『涼宮ハルヒの消失』P.158冒頭からの続き
周囲は暗い。だが真の闇ではない。大丈夫だ、俺の目はまだ見えている。
「ここは……」
街灯が照らす景色を頼りに、俺は自分の居場所を確かめる。ここはどこかの道路で、俺が手をついているのはなにかの柱の表面で、その柱には北高の名前が彫られている……。
「校門前だ」
北高の。
そして目の前には長門だけがいた。ハルヒも朝比奈さんも古泉も消えている。俺と長門の二人だけ。
「えっと……え?」
長門の意図が掴めない。これが脱出プログラムの効果だというんだろうか? 部室から出るだけなら徒歩でも充分なんだぜ。それともここは既に元通りの世界ということなのか?
「長門?」
「?……なぜ、ここに、あなたが」
違うらしい。
俺の知ってる長門はこんな呆然とした声をあげたりはしない、決してな。
この長門はさっきまで顔をつき合わせていた普通人間バージョンの長門に違いない。
正直なところこの長門と別れるのは若干心が痛むというか、後ろ髪ひかれる思いがあったのは確かで、内心俺はちぃっとばかしほっとしてしまった。

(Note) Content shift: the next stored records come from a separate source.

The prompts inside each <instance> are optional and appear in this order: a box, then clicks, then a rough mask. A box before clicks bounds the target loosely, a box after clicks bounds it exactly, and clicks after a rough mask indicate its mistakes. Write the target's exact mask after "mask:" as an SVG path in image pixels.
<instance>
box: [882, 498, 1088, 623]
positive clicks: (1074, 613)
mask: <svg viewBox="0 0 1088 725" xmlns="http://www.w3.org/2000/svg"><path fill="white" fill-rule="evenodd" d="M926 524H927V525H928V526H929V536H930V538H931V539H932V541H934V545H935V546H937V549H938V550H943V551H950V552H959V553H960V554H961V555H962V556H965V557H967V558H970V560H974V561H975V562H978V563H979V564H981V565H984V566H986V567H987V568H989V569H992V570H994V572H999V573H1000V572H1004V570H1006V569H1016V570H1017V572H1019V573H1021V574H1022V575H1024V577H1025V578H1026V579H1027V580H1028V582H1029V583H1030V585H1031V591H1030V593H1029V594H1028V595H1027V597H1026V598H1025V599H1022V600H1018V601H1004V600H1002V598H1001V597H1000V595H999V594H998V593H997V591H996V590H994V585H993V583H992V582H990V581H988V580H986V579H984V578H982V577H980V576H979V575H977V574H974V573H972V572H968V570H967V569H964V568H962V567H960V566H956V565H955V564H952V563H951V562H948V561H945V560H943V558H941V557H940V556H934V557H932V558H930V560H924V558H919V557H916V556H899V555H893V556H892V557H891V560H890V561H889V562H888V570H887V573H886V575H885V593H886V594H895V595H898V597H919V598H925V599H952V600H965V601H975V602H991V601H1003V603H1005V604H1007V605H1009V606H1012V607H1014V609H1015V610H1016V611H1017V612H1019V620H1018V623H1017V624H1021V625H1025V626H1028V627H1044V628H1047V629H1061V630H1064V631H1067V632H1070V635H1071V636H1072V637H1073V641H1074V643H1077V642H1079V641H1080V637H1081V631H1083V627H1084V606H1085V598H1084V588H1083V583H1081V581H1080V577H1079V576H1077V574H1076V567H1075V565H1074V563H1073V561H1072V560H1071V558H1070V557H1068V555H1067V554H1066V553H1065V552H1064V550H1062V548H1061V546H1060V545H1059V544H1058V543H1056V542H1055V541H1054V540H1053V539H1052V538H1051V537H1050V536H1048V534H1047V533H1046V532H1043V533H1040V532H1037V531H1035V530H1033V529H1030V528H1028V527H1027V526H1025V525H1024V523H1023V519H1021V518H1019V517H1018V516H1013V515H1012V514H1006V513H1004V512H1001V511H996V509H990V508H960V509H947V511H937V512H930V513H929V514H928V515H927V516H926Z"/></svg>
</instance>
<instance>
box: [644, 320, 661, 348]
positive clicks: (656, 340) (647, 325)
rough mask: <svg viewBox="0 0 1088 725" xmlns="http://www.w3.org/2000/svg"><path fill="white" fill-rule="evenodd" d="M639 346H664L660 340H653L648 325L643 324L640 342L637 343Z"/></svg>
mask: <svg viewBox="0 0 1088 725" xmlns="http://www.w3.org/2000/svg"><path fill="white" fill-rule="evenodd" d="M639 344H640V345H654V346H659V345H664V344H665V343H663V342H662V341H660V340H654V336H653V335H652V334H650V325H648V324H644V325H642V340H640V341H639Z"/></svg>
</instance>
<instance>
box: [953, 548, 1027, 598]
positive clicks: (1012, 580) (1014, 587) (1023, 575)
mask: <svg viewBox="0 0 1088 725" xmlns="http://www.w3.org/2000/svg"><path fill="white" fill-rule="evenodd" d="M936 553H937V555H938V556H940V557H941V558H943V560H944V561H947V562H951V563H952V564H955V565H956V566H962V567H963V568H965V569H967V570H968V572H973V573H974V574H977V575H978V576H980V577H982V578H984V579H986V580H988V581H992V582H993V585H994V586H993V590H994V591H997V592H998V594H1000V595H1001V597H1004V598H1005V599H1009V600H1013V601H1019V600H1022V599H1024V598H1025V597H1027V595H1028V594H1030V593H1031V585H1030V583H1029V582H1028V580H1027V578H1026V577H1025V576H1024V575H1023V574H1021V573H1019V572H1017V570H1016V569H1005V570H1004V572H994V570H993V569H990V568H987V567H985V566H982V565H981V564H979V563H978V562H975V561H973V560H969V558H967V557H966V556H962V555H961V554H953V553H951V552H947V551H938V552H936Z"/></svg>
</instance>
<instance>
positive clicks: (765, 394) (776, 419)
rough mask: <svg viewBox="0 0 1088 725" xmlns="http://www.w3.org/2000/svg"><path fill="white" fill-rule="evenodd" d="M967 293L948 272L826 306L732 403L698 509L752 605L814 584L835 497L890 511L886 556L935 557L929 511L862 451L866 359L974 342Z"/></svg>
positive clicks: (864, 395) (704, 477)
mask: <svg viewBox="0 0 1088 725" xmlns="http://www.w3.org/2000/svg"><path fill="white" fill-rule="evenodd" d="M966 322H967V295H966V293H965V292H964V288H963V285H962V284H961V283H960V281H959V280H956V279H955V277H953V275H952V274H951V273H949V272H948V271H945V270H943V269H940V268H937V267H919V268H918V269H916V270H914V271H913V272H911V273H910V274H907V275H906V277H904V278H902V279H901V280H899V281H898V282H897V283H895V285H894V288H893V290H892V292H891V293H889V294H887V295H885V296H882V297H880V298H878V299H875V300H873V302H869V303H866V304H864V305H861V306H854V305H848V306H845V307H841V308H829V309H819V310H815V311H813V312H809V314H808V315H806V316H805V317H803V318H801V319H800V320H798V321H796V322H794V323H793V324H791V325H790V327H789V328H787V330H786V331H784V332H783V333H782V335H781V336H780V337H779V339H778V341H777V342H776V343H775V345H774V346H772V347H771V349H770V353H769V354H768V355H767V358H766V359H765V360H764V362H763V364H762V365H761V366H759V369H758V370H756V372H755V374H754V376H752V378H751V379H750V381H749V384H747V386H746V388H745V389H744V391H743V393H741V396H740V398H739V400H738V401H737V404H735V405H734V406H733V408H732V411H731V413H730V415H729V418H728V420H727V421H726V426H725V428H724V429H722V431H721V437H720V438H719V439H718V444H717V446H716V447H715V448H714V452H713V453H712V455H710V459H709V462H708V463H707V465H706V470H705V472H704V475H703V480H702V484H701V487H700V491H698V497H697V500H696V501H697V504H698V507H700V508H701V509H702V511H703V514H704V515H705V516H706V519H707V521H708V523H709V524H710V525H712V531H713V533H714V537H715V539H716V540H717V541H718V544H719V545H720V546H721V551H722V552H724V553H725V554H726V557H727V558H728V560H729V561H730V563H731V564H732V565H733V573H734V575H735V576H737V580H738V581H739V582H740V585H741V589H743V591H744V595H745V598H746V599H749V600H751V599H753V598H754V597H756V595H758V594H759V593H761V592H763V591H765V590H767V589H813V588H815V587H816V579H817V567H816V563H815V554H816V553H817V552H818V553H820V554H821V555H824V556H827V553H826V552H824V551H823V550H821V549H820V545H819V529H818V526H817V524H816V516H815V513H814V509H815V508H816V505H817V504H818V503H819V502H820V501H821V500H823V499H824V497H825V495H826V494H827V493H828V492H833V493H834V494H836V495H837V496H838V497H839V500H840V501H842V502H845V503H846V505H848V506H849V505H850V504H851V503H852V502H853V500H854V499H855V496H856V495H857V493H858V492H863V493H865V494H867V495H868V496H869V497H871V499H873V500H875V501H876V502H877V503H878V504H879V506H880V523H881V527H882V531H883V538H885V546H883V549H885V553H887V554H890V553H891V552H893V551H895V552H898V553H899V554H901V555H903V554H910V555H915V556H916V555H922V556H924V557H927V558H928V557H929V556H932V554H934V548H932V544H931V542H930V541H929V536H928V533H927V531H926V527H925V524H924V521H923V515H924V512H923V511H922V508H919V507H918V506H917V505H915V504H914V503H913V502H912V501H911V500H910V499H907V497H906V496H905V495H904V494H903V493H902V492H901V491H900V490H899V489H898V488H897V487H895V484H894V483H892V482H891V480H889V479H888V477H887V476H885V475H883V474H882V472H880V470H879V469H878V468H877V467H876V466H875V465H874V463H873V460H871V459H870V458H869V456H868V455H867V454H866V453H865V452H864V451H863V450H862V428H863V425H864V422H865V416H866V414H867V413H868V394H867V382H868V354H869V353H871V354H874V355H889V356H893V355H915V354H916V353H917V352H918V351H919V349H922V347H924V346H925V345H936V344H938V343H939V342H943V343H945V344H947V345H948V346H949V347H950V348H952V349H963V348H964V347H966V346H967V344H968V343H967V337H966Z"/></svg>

ま、それはさて置くとして、これからどうしたもんかね? てっきりエンターキー一発で万事解決だと思っていたんだが、これでまたもや行動指針を失っちまったことになる。
とはいえ長門の用意したこの状況になんの意味もないとは思えん。きっとここには『時空修正の機会』とやらがあるに違いない。それは一体なんだ? どこにある?
「考え事の最中に悪いんだけど、どうしてあなたはこんな時間にこんなところで、長門さんと二人っきりでいるわけ?」
突然思索に没頭していた俺に背後から誰かがぶつかってきた。
どん、という衝撃が身体を揺らし、街灯の光を受けた俺の影も揺れた。その影に何者かの影が溶け合っている。何だ? 誰だ?
首をねじって振り向いた。肩越しに女の白い顔が見えた。
朝倉涼子。
「な……」
言葉が出なかった。脇腹に冷たい物が刺さっている。平べったい物が深々と体内に侵入している。やけに冷たい。激痛よりも違和感が勝る。
「長門さんを傷つけることは許さない」
いや……傷つけてねぇし。
なんなんだ。なぜここになんの脈絡もなく朝倉がいるんだ。
一体これはなんだ? 理不尽なゲームオーバーを強いられるゲームブックみたいなこの展開は?